Because the giraffe population has shrunk nearly 40 percent in just 30 years, scientists put it on the official watch list of threatened and endangered species worldwide, calling it “vulnerable.” That’s two steps up the danger ladder from its previous designation of being a species of least concern. In 1985, there were between 151,000 and 163,000 giraffes but in 2015 the number was down to 97,562, according to the International Union for the Conservation of Nature (IUCN).
At a biodiversity meeting Wednesday in Mexico, the IUCN increased the threat level for 35 species and lowered the threat level for seven species on its “Red List” of threatened species, considered by scientists the official list of what animals and plants are in danger of disappearing.
The giraffe is the only mammal whose status changed on the list this year. Scientists blame habitat loss. Julian Fennessy and Noelle Kumpel, co-chairs of the specialty group of biologists that put the giraffe on the IUCN Red List, both called what’s happening to giraffes a “silent extinction.”

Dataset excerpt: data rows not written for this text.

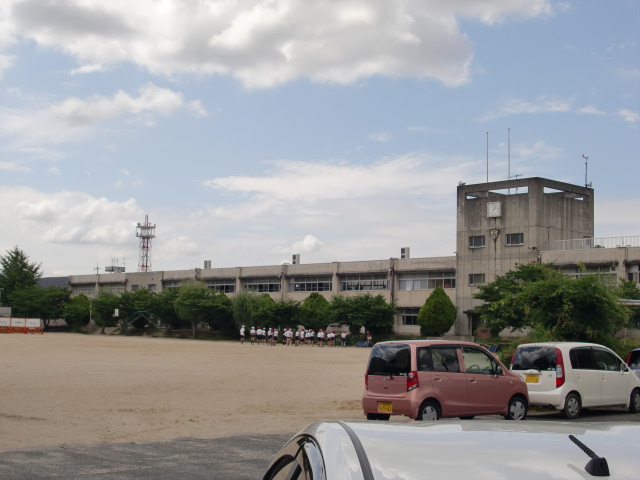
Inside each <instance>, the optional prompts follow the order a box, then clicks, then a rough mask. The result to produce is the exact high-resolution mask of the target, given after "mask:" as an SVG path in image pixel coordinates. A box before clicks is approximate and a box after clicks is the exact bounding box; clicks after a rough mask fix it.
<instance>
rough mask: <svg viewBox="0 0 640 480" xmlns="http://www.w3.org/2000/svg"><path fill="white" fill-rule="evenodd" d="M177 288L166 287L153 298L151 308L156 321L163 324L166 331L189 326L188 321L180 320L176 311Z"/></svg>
mask: <svg viewBox="0 0 640 480" xmlns="http://www.w3.org/2000/svg"><path fill="white" fill-rule="evenodd" d="M178 293H179V289H178V288H167V289H166V290H163V291H162V292H160V293H158V294H157V295H156V296H155V297H154V299H153V304H152V307H151V310H152V312H153V314H154V316H155V317H157V319H158V323H159V324H161V325H164V326H165V328H166V331H167V333H170V332H171V330H173V329H174V328H183V327H185V326H189V325H190V322H188V321H186V320H182V318H180V315H178V312H177V311H176V305H175V303H176V299H177V298H178Z"/></svg>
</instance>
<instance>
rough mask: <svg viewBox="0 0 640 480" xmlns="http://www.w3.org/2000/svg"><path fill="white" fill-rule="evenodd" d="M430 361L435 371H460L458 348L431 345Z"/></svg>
mask: <svg viewBox="0 0 640 480" xmlns="http://www.w3.org/2000/svg"><path fill="white" fill-rule="evenodd" d="M431 363H432V364H433V370H434V371H435V372H449V373H451V372H456V373H459V372H460V362H459V361H458V349H457V348H455V347H432V348H431Z"/></svg>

Fennessy, co-director of the Giraffe Conservation Foundation said,
“Everyone assumes giraffes are everywhere, but they’re not. Until recently, biologists hadn’t done a good job assessing giraffes’ numbers and where they can be found, and they have been lumped into one broad species instead of nine separate subspecies.”
Fennessy blamed shrinking living space as the main culprit in the declining giraffe population, worsened by poaching and disease. He said,
“People are moving into giraffe areas especially in central and eastern Africa. Giraffe numbers are plunging most in central and eastern Africa and are being offset by increases in southern Africa.”
This has fragmented giraffe populations, making them shrink in size with wild giraffes gone from seven countries — Burkina Faso, Eritrea, Guinea, Malawi, Mauritania, Nigeria and Senegal, said Kumpel of the Zoological Society of London.